O que estamos esperando, hein? Que os homens e mulheres inteligentes resolvam o problema de maneira simples e civilizada. Mesa de bar é foda, pois assuntos de ordem mundial surgem com a facilidade de uma golada na cerveja mais barata. Nem é tão barata assim. Simples e civilizador. A proposta de civilização sempre caminhou com a prática de extermínio. É? A bebida é um processo de extermínio. Minando o corpo. Assim com o sexo. Sexo? Pára, pára. O sexo não mina ninguém. Fica 12 horas trepando direto, então. Porra, 12 horas? O contexto etílico dissolve toda e qualquer tentativa de construção de conhecimento. Vem cá, ultimamente você anda muito formal, não consegue mais atingir a sua classe de origem. Classe de origem? É aquela que nos remete a nossa infância. As coisas evoluem. Evolução não é esquecimento. Evolução não é esquecimento. Vou me lembrar disso quando não me reconhecer no espelho. Meus pensamentos estão fragmentados, assim como o papo reto que já fez curva a bastante tempo. Assim como minha cor de pele ainda é motivo de desconfiança por parte das mulheres que tento conquistar. Assim como... ah, sei lá, tenho que buscar algum objetivo nisso tudo. Acorda, acorda rapá! O que, o que? É hoje! É hoje o quê? É hoje que vamos tirar a barriga da miséria. E como vamos fazer isso? Fazendo aquela correria básica. E se a gente for preso, irmão? E se a gente conseguir fazer a correria irmão? Tá vendo. Se não houver riscos, já era o bagulho!
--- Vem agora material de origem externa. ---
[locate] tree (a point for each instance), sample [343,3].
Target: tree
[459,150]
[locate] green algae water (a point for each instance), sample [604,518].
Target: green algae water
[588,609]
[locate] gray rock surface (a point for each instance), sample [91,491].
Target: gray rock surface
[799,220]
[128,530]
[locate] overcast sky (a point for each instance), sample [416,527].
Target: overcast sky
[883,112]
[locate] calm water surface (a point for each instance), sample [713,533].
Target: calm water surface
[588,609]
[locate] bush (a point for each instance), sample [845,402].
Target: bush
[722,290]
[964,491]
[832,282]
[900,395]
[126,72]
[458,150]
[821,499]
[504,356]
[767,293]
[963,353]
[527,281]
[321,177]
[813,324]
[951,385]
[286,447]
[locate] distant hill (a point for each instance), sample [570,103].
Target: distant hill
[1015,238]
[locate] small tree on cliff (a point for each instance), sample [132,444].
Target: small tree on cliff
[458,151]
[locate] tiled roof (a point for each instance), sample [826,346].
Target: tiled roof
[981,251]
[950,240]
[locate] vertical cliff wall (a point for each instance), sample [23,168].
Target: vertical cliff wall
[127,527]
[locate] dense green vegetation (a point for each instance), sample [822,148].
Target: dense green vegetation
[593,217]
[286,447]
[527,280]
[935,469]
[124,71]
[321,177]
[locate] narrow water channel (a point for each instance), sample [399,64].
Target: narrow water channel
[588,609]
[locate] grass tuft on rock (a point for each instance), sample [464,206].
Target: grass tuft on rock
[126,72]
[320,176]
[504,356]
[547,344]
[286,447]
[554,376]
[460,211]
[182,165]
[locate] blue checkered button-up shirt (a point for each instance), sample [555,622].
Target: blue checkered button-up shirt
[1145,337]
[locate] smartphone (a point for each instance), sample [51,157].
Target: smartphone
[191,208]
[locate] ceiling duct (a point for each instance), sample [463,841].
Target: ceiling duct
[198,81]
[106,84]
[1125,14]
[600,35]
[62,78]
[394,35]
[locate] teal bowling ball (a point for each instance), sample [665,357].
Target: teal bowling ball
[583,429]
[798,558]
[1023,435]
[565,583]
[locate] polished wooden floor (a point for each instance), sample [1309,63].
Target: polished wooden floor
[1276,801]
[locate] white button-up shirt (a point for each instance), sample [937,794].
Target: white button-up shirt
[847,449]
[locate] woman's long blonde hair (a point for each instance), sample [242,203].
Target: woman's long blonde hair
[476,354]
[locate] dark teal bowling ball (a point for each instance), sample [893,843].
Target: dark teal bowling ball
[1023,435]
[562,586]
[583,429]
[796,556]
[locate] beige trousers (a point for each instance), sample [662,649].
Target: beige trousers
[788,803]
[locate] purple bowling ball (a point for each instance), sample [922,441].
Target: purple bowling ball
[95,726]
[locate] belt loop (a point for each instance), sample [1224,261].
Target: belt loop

O caos talvez seja a melhor garantia de que as coisas realmente mudem. O fio da meada pode garantir a decisão que há muito tempo pensamos em tomar. É o pensamento que está caótico e não traz nada de novo ao contexto e é a ausência do novo que talvez cause a confusão que te faz pular da cama e chutar o balde. Apesar que a proposta de chutar o balde é para no máximo conseguir uma fratura no pé, porque o balde com certeza vai estar cheio de cimento. Ai! Você pensa e acredita no que quiser. Eu assumo o personagem que desejar. Isto é ruim cara! Isto é ruim. Parece que não tem personalidade. Eh, pareço? É, parece! Ser alguém com personalidade ou ser alguém sem personalidade, eis a questão! Não liga para que esse doido diz, não... Você come gente pra caralho desse jeito! Olha só o canibal.

Estou sentado escrevendo e a observo. Melhor. Observo seu tênis desamarrado. Ela também percebe e desce para amarrá-lo. Tenho que parar de observar essas coisas. Elas acabam ficando sem importância no ambiente. Tá tudo muito estranho e qualquer tentativa de explicação transforma tudo em uma grande merda. Tá certo que todo esse emaranhado só tem um objetivo. Pelo menos é objetivo que quero alcançar. É todo caos que tiramos a força necessária para se mudar. E precisa-se mudar algo. Na verdade, os desejos reprimidos quando liberados são o contexto de provocação do caos reinante dentro da psique dele ou dela, sei lá. Provocações constantes, confissões que não têm nada de comum. O quebra-cabeça se for montado pode provocar a revolução. Pode.